The women, however, were full of interest, they watched in comparative ease as the staff toiled, pointing out any spot they thought had been missed.

‘There’s a piece of fluff on that bed wheel, Nurse,’ Doris Teasdale advised Katie as she stood up after wiping the legs of a bed with disinfectant she had made up herself in the prescribed manner, one part Phenol to twenty parts water. Katie sighed and bent down to look; there was indeed a minuscule piece of fluff on the bottom right-hand wheel of the bed. Though how Doris could have seen it she couldn’t think, it being on the opposite side of the ward.

‘I thought I’d just tell you,’ said Doris, catching Katie’s eye as she frowned at her. ‘You wouldn’t have liked Sister to find it, would you?’

‘No. Thank you Mrs Teasdale,’ said Katie as she removed the offending fluff. She glanced at the ward clock. Only two o’clock, the afternoon was dragging. She was warm and sweaty from the hard work. Though the sun had moved away from the windows the heat still lingered and, it being still considered to be winter, the porters had built up the fires in the central stoves. Katie moved on to the next bed. Only three more to go and then she was finished. Of course the beds were to be put back against the walls and the floor was to be polished and buffed up until the shine, removed by the disinfectant wash, returned. Katie sighed.

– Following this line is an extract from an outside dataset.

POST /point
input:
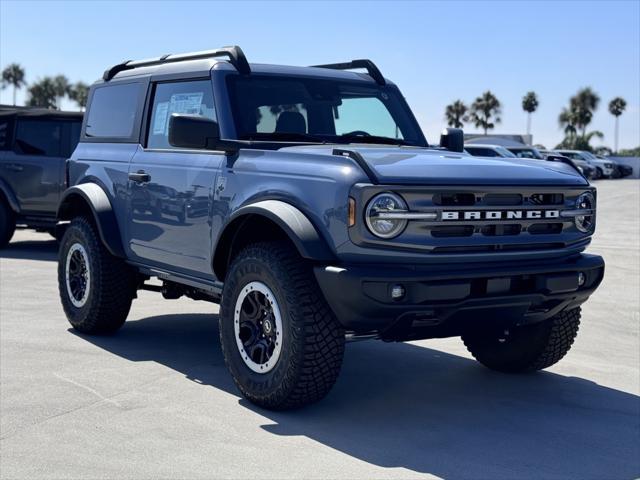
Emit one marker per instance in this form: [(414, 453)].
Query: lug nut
[(397, 292), (581, 279)]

She lifted her bucket and went off to the sluice to empty and refill it. She measured out the Phenol carefully and added the hot water. While it was running she gazed ruefully at her hands, red and puffy from being immersed in the solution for most of the day. They were also numb; she remembered the lecture in which Sister Tutor had told them carbolic could have a slight analgesic effect. Tonight she would rub them with olive oil and sugar, her grandmother’s remedy rather than the lanolin offered by the hospital.